Vuole salire sul carro dei no global, dopo il successo del Social Forum di Firenze?
"Ho seguito il Social Forum da lontano. Tra Genova e Firenze si nota un'evoluzione. L'appuntamento è stato ben gestito dalla città di Firenze, dal nostro partito e poi anche dal governo, benchè non fossero mancati i profeti di sventura. Il movimento ha isolato le frange violente, e si è orientato di più alla proposta che non al rifiuto acritico della globalizzazione, che ormai non ha alcun senso: è un dato di fatto, che semmai va governato attraverso processi politici. Io sono d'accordo con l'analisi di Prodi: il successo di Firenze sancisce la crisi del pensiero unico neo-liberista, che ha dominato la scena per un quindicennio. E' caduta l'idea che la fine delle ideologie avrebbe lasciato campo libero al mercato, e che quest'ultimo ci avrebbe consegnato il migliore dei mondi possibili".
E non è così, secondo lei?
"No. E questa illusione, falsa e a sua volta ideologica, è stata spazzata via dall'11 settembre: il nuovo terrorismo è la privatizzazione della guerra. E' la globalizzazione senza politica. Ora quello che serve è ri-orientare il processo di globalizzazione per riportare la politica in posizione di comando. Per riuscirci, occorre una visione generale dei problemi del mondo. Occorrono risposte a interrogativi angosciosi".
La guerra è sicuramente quello più angoscioso di tutti. E su questo la sinistra è ancora molto divisa e il movimento molto confuso.

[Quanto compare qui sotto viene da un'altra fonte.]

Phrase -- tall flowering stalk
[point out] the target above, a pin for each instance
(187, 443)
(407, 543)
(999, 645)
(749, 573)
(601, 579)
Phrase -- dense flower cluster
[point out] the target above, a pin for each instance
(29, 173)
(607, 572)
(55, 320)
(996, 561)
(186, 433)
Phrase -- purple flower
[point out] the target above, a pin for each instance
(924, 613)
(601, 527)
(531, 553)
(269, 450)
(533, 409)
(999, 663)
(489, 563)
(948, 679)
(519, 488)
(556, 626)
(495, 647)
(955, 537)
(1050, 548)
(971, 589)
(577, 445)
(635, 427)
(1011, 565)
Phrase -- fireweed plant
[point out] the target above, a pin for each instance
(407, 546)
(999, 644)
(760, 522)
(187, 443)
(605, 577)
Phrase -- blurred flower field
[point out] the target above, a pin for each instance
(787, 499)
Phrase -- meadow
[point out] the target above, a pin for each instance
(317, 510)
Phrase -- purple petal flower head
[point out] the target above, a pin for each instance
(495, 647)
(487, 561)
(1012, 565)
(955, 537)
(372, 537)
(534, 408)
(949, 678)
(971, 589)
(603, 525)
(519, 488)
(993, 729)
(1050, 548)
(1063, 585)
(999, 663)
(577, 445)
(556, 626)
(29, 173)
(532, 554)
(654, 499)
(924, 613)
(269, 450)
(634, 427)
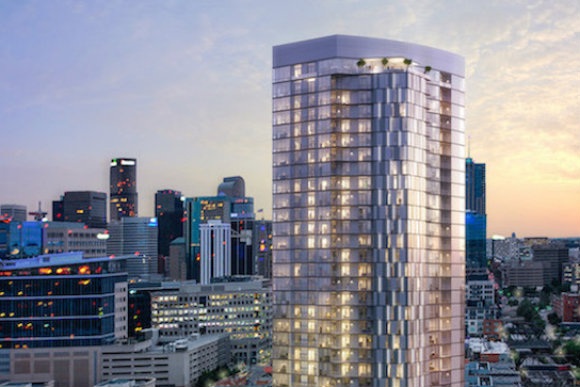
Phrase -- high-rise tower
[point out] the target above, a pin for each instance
(369, 214)
(123, 188)
(475, 216)
(169, 213)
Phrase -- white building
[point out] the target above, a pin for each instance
(215, 250)
(179, 363)
(368, 214)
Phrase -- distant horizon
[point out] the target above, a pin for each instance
(185, 88)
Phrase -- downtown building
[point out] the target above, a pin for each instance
(475, 216)
(123, 188)
(369, 214)
(230, 212)
(88, 207)
(169, 214)
(240, 307)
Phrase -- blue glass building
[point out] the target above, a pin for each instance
(61, 300)
(475, 215)
(21, 239)
(238, 211)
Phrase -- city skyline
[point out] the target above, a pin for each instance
(151, 82)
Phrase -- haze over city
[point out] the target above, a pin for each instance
(185, 88)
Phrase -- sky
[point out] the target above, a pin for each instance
(185, 87)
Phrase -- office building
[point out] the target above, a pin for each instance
(88, 207)
(238, 306)
(169, 214)
(65, 237)
(571, 273)
(28, 239)
(492, 374)
(527, 274)
(63, 366)
(215, 250)
(553, 256)
(200, 210)
(369, 214)
(242, 225)
(262, 235)
(176, 263)
(179, 363)
(15, 212)
(119, 382)
(21, 239)
(62, 300)
(123, 188)
(234, 187)
(133, 236)
(475, 215)
(237, 211)
(567, 306)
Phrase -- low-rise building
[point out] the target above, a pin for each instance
(567, 306)
(523, 273)
(117, 382)
(238, 306)
(178, 363)
(492, 329)
(492, 374)
(62, 300)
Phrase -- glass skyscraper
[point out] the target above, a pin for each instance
(123, 188)
(475, 216)
(369, 214)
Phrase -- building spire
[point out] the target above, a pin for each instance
(468, 147)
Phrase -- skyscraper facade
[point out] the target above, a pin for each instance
(133, 236)
(368, 218)
(16, 212)
(169, 214)
(88, 207)
(475, 215)
(215, 252)
(62, 300)
(123, 188)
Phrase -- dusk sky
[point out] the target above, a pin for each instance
(185, 87)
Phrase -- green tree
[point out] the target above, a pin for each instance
(554, 319)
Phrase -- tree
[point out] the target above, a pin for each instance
(554, 319)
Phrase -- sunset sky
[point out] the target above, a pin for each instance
(185, 87)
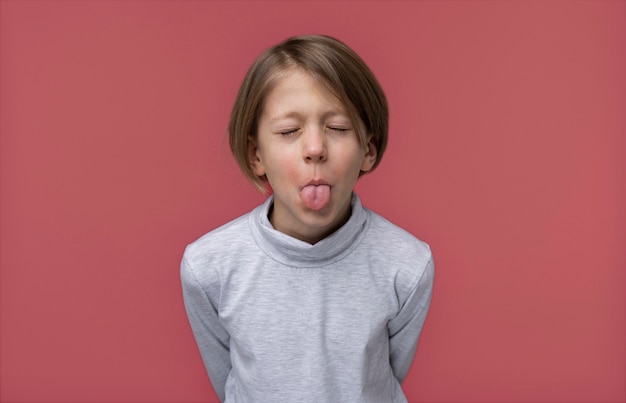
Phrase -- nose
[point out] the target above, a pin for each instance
(314, 148)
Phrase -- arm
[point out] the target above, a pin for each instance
(212, 339)
(405, 328)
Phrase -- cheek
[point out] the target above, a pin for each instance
(282, 166)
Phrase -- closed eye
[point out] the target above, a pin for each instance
(288, 132)
(338, 129)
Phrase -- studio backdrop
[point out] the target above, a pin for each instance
(506, 154)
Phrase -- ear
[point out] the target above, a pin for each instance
(254, 158)
(369, 159)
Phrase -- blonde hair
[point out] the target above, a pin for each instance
(335, 65)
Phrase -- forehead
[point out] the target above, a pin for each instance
(296, 89)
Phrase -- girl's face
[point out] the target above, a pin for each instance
(309, 150)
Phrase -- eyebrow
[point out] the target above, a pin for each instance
(298, 115)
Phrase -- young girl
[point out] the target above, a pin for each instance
(310, 297)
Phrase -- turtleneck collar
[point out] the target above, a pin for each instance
(296, 253)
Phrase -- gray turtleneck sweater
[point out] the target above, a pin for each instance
(280, 320)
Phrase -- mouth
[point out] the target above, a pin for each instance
(315, 195)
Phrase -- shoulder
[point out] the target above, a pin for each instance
(407, 257)
(218, 248)
(395, 242)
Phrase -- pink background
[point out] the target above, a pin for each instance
(506, 154)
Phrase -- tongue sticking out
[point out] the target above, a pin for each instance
(315, 197)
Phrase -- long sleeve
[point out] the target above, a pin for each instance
(212, 339)
(405, 328)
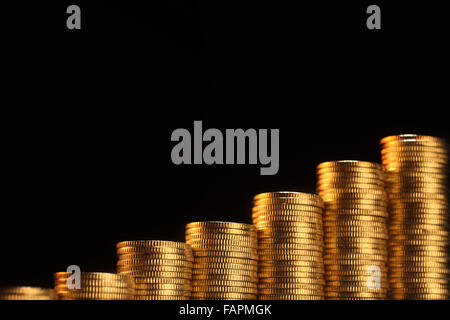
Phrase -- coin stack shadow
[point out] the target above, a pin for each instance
(290, 245)
(162, 270)
(94, 286)
(416, 171)
(225, 260)
(355, 229)
(27, 293)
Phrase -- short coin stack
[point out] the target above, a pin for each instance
(27, 293)
(94, 286)
(226, 260)
(290, 245)
(416, 170)
(355, 229)
(162, 270)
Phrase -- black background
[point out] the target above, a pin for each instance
(86, 116)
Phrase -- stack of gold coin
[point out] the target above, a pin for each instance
(355, 229)
(225, 260)
(290, 245)
(416, 171)
(162, 270)
(94, 286)
(27, 293)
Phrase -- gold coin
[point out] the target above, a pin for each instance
(316, 279)
(225, 283)
(288, 255)
(287, 194)
(168, 257)
(223, 244)
(292, 201)
(153, 250)
(154, 262)
(223, 289)
(225, 260)
(150, 267)
(223, 296)
(301, 208)
(296, 260)
(98, 283)
(214, 248)
(159, 274)
(221, 230)
(298, 291)
(95, 296)
(285, 214)
(249, 242)
(93, 276)
(153, 243)
(220, 265)
(221, 225)
(349, 164)
(250, 255)
(154, 280)
(280, 236)
(224, 277)
(290, 297)
(159, 297)
(357, 204)
(313, 285)
(222, 271)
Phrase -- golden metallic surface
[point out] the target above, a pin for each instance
(225, 283)
(154, 262)
(355, 227)
(220, 230)
(158, 274)
(223, 296)
(316, 279)
(284, 201)
(97, 283)
(155, 268)
(225, 260)
(154, 251)
(149, 280)
(225, 277)
(160, 297)
(27, 293)
(244, 254)
(286, 213)
(416, 169)
(294, 209)
(223, 246)
(289, 297)
(153, 243)
(220, 265)
(223, 289)
(294, 291)
(221, 224)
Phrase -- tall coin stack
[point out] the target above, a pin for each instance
(27, 293)
(355, 229)
(94, 286)
(416, 170)
(290, 245)
(225, 260)
(162, 270)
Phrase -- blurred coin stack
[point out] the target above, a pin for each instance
(27, 293)
(290, 245)
(355, 229)
(225, 260)
(416, 171)
(162, 270)
(94, 286)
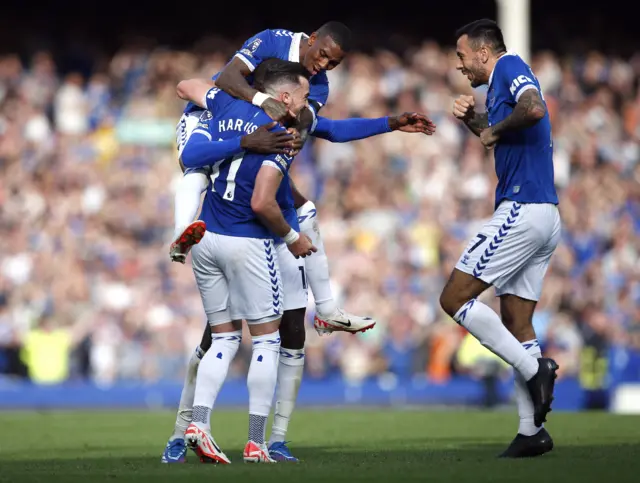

"Al pericolo di una guerra all'Iraq non si risponde alzando la bandiera "fuori l'Italia dalla guerra". La risposta alla guerra unilaterale non è il pacifismo unilaterale. La risposta vera è un nuovo ordine internazionale, che imbrigli l'unilateralismo americano. Siamo sulla strada giusta, grazie alle posizioni di Chirac e Schroeder, e alla fine anche di Blair. Ma dobbiamo continuare su questo percorso. Il mondo ha sempre più bisogno di Europa. E di questo mi sono reso conto nel viaggio che ho appena fatto in America Latina. E' stata un'esperienza straordinaria".
Il centrosinistra italiano riparte da Lula: questo è l'insegnamento?
"Non c'è da ironizzare, ma c'è molto da capire. L'America Latina è un continente che fa parte dei perdenti della globalizzazione, vissuta come un processo ingiusto che ha peggiorato le condizioni di vita di 50 milioni di persone sotto la soglia della povertà. Quel continente vede ora in Lula la sua grande speranza. Ho parlato a lungo, con lui. E' interessante la sua linea di politica estera. Vuole pari dignità commerciale con gli Stati Uniti, e cerca un accordo con l'Europa. Ha una visione triangolare dei problemi del mondo, e un'idea multilaterale delle relazioni internazionali. L'Europa è un modello politico-culturale, e quando si viaggia fa piacere sentirsene parte. Ma è ora che l'Europa sia all'altezza della sfida. Ed è ora che l'Italia se ne renda conto. La destra non sa e non può farlo: è in altre faccende affaccendata. Tocca alla sinistra raccogliere la sfida".